Dopo un periodo autunnale decisamente caldo, si sta iniziando a ragionare su quanto saranno importanti le energie rinnovabili in futuro. L’intenzione è quella di evitare un disastro climatico, proprio per questo bisogna raddoppiare le energie pulite entro il 2030. Cosa dicono i dati relativi alle crisi climatiche redatti dall’OMM?

FotovoltaicoIl mondo ha bisogno sempre più di energie pulite e rinnovabili per evitare che i cambiamenti climatici diventino strutturali. Una delle modalità con cui perseguire questo obiettivo, è quella di raddoppiare la produzione dellc energie pulite entro il 2030. Questo allarme viene direttamente dall’Organizzazione Mondiale Metereologica, che si pone l’obiettivo di raggiungere la carbon neutrality entro il 2050.

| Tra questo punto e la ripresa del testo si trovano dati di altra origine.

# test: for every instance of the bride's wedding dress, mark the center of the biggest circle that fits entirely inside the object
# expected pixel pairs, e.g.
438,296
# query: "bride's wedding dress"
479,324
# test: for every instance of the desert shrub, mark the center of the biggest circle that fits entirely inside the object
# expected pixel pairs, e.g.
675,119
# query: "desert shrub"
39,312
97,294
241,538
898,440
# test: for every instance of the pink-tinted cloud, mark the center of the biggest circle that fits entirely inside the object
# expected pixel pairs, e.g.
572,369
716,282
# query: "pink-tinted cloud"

Approfondiamo insieme la questione analizzando i dati dell’OMM a riguardo.

Energia pulita: quali settori economici sono a rischio?

Eolico

Vediamo, per iniziare, quale settore energetico risentirà maggiormente dell’attuale crisi idrica che sta colpendo il mondo. Si tratta delle centrali nucleari, che per garantire il loro corretto funzionamento hanno bisogno di moltissima acqua. La scarsità idrica e la siccità stanno minando questo settore, da cui però il mondo è ancora fortemente dipendente.

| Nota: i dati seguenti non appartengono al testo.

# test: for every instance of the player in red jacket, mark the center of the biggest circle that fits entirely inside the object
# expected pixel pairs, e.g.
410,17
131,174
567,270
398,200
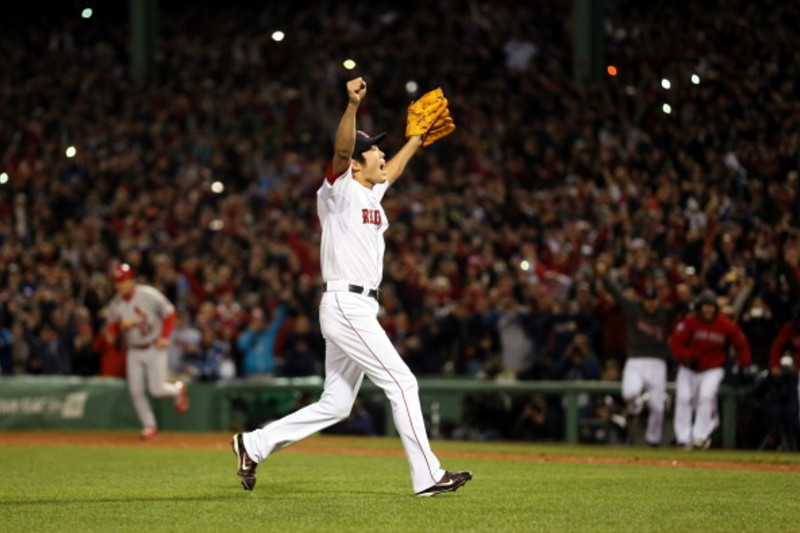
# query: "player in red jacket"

Lo stress idrico mondiale potrà, secondo l’Omm, essere attenuato solo attraverso le rinnovabili, poiché occorre

Molta meno acqua per produrre energia elettrica tramite solare o eolico, rispetto sia ai combustibili fossili che alle centrali nucleari

Meteo: cosa sta facendo l’OMM?

FOTOVOLTAICO

La situazione climatica mondiale è a serio rischio in quanto sono sempre di più i fenomeni eccezionali e le temperature sono di gran lunga superiori alle medie stagionali. L’obiettivo dell’OMM per migliorare la situazione e cercare di salvare le economie globali è quello di:

Effettuare una transizione verso forme di produzione pulite» e «migliorare l’efficienza energetica per raggiungere la carbon neutrality di qui al 2050.

L’economia giocherà un ruolo molto importante, in quanto tutti i processi produttivi dovranno essere ripensati nell’ottica di soddisfare la crescente domanda e garantire allo stesso tempo un ciclo produttivo a meno impatto ambientale.